Static lexer #1909

calculuschild · 2021-01-23T00:04:26Z

Description

PR #1872 is running into some optimization issues, and part of that is due to the way the Benchmark is run. With each individual call to marked(markdown), we create a brand new Lexer, Tokenizer, Parser, Renderer, etc, and doing this for each of the thousands of calls in the Benchmark makes any setup code take up a significant portion of the execution time, i.e., bind()ing functions in a constructor, which should be faster than call() because it only needs to happen once, is happening with every Marked execution.

I added a static property staticLexer to the Lexer.js, and instead of creating a new Lexer in each call to static Lexer.lex(), it instead returns the existing static staticLexer property, and just applies any changed options. Did a similar thing with the Tokenizer.js. I don't see any reason to be building up entire separate trees of objects every time someone wants to compile a line of markdown; we only use one at a time, so lets "singleton" it?

Only issue is Lint doesn't like it because static property isn't a formal part of JS yet, even though Babel can handle it for us, so we might need to use something like https://github.com/babel/babel/tree/main/eslint/babel-eslint-parser

It seems to give a bit of a speed boost to the current Master, but it's really hard to tell with the current Benchmarking setup since results vary wildly. I'd appreciate a second opinion.

Contributor

Test(s) exist to ensure functionality and minimize regression (if no tests added, list tests covering this PR); or,
no tests required for this PR.
If submitting new feature, it has been documented in the appropriate places.

Committer

In most cases, this should be a different person than the contributor.

CI is green (no forced merge required).
Squash and Merge PR following conventional commit guidelines.

…rked()

vercel · 2021-01-23T00:04:36Z

This pull request is being automatically deployed with Vercel (learn more).
To see the status of your deployment, click below or on the icon next to each commit.
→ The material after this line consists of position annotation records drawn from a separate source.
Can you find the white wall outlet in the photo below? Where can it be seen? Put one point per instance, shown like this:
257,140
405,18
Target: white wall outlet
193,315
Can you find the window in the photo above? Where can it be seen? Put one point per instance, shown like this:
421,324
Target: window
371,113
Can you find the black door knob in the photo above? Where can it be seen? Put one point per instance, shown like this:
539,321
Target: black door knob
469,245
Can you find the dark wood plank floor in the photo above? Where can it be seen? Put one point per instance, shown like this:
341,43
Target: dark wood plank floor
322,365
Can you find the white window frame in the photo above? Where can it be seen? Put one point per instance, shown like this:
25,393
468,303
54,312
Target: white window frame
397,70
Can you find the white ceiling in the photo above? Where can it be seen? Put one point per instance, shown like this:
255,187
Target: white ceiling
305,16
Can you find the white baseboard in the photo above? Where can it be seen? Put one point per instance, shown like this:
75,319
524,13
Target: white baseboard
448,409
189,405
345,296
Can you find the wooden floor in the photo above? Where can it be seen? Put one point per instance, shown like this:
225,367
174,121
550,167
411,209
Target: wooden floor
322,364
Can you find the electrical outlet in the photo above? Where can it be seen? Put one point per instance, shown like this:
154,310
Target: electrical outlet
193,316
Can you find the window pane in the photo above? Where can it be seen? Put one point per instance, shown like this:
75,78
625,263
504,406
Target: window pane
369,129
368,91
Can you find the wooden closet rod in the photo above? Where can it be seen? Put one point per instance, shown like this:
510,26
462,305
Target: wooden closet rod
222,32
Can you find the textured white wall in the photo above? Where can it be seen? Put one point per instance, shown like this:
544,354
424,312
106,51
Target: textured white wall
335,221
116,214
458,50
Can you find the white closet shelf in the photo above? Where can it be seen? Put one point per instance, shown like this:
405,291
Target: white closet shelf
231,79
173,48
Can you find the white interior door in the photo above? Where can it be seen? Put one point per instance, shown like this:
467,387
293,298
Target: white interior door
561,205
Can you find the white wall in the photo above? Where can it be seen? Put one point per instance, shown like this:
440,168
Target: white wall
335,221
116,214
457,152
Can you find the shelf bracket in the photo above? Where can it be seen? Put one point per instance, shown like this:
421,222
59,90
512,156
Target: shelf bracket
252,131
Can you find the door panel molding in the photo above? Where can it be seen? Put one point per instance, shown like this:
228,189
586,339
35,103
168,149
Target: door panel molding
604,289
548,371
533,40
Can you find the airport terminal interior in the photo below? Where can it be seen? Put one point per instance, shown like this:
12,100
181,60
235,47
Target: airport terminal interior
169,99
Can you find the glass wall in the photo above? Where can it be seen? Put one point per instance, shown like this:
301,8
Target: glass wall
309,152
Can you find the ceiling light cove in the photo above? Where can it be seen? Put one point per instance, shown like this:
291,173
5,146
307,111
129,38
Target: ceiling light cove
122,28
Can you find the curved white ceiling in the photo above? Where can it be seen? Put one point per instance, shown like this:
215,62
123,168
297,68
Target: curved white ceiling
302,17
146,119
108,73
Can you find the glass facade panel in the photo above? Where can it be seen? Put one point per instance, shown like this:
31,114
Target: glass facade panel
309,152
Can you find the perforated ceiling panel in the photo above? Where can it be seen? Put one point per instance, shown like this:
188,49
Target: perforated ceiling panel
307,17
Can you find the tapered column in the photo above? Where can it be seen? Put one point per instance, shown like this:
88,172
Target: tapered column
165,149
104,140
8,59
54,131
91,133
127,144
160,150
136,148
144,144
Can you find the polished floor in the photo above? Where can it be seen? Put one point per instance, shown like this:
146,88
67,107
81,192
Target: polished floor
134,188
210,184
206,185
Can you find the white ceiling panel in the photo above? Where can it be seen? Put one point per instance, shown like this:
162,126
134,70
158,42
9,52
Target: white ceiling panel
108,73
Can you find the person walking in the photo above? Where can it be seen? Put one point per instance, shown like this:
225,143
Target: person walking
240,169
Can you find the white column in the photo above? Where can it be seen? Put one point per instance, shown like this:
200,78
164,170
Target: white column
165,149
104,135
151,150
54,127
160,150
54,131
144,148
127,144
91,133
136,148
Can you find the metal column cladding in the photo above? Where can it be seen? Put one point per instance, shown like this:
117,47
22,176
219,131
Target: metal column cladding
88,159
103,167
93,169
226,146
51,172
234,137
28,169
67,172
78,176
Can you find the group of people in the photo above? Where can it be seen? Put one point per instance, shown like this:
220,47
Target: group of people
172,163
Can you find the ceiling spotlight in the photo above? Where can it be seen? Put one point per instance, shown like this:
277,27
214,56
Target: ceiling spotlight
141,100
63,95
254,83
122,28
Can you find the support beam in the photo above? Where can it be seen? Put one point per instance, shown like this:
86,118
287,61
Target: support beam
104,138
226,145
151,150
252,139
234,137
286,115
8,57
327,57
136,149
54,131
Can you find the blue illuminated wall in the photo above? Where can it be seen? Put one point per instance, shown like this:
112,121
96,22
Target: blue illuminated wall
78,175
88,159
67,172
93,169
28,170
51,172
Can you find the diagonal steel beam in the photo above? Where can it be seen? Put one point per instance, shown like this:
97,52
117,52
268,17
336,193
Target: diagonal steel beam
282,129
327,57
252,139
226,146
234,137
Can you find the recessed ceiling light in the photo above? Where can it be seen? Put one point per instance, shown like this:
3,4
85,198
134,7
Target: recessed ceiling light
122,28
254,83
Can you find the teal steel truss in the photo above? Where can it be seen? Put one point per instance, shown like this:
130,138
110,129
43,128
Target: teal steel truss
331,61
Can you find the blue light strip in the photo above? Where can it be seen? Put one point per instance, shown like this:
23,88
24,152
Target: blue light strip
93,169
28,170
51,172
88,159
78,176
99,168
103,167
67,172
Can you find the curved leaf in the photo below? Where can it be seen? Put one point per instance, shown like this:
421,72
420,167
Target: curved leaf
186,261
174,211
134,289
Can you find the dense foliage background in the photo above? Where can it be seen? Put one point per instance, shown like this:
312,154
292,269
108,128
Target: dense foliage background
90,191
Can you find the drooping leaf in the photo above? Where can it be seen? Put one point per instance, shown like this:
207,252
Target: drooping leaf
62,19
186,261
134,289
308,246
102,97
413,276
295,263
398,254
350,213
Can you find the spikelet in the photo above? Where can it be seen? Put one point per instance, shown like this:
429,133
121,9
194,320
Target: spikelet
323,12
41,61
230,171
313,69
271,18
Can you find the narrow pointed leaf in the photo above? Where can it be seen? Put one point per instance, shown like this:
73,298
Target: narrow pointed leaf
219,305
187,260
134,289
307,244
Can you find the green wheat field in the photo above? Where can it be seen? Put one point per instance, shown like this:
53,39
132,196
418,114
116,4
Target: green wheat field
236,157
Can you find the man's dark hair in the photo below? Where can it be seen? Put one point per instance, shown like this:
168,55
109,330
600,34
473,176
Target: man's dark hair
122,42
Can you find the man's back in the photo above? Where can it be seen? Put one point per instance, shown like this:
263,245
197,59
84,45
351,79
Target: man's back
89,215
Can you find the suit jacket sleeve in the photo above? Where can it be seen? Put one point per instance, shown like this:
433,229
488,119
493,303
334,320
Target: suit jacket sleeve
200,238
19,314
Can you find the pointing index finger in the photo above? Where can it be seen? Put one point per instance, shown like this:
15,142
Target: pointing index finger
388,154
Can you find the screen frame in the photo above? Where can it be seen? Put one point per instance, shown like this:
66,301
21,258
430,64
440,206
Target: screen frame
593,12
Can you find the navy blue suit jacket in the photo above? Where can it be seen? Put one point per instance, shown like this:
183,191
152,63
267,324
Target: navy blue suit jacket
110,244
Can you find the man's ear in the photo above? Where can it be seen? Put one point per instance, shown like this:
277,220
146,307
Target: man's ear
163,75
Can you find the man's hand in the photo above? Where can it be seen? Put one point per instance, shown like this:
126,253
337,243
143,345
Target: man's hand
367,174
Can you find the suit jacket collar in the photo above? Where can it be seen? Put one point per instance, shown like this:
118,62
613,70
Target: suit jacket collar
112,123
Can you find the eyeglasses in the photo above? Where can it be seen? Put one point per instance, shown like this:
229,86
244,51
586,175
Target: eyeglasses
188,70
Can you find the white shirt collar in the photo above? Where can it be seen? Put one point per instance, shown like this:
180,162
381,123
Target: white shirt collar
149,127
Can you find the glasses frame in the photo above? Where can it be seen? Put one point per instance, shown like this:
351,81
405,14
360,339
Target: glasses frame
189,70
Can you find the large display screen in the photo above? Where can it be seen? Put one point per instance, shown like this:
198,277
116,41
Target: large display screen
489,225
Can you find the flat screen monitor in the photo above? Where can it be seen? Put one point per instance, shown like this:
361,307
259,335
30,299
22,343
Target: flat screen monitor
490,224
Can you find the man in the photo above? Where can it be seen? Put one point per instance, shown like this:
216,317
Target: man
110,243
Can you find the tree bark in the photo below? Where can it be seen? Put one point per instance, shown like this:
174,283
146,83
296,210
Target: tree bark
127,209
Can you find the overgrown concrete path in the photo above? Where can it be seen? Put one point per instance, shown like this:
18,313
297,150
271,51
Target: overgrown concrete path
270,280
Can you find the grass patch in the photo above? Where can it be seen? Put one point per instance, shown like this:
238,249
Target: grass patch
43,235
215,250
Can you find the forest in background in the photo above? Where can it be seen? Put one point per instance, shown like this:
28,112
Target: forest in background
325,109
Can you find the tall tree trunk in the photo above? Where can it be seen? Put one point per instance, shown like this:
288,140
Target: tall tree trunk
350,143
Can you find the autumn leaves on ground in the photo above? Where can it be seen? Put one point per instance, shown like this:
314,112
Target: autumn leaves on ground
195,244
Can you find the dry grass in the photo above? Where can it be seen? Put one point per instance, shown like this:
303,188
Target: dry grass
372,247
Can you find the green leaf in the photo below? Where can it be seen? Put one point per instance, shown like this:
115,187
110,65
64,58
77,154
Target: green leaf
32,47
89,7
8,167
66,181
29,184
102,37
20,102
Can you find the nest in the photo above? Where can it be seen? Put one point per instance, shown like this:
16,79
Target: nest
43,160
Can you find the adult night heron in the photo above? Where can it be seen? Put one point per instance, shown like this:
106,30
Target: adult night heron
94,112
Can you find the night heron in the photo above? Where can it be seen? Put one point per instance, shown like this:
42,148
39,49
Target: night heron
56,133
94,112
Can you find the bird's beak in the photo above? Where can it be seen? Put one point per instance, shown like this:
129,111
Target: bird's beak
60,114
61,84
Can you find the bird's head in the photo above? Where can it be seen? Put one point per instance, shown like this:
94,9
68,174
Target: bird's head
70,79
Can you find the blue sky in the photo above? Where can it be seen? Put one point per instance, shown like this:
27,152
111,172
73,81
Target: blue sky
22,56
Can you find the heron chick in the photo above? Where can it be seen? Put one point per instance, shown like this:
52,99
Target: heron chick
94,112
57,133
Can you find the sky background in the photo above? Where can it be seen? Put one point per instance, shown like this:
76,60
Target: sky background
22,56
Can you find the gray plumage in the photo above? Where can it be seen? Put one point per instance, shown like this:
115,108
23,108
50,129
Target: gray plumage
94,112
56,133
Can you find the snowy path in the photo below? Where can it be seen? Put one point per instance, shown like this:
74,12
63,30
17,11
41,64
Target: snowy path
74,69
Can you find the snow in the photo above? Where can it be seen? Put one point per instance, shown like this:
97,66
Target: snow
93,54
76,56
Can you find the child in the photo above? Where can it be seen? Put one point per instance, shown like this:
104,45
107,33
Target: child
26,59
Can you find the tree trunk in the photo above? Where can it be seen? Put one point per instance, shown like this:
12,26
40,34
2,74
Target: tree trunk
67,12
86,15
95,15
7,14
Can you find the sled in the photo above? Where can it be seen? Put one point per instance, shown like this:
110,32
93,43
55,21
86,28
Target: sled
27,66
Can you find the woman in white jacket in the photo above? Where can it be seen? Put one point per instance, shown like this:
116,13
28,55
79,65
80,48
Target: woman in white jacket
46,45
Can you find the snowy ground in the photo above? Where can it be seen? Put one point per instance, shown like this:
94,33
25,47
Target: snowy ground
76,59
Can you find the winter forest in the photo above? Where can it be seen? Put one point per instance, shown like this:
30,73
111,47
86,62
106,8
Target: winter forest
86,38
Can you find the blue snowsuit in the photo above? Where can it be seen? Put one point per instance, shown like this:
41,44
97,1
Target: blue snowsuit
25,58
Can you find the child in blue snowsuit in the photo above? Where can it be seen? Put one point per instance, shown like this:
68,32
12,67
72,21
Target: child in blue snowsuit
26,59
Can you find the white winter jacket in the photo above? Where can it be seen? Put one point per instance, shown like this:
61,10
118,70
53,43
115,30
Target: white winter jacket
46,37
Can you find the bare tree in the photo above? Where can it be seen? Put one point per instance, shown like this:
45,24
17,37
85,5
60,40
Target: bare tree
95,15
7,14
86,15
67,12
🔍 Inspect: https://vercel.com/markedjs/markedjs/ddcd2oz4d
✅ Preview: https://markedjs-git-fork-calculuschild-staticlexer.markedjs.vercel.app

UziTech · 2021-01-23T19:33:04Z

It doesn't seem to speed up the current benchmarks but I see how it could if #1872 was merged and bind was used.

UziTech · 2021-01-23T19:35:07Z

src/Lexer.js

@@ -75,6 +78,8 @@ module.exports = class Lexer {
    this.tokenizer.rules = rules;
  }

+  static staticLexer


I don't think this static property is necessary since Lexer.staticLexer will be undefined without this line until it is set anyways.

lib/marked.esm.js

UziTech · 2021-01-24T17:50:32Z

I wonder if this will actually be any faster since we will still have to run setOptions every time anyways to reset everything. I'm thinking we should just pass this into the functions instead of binding if it is faster.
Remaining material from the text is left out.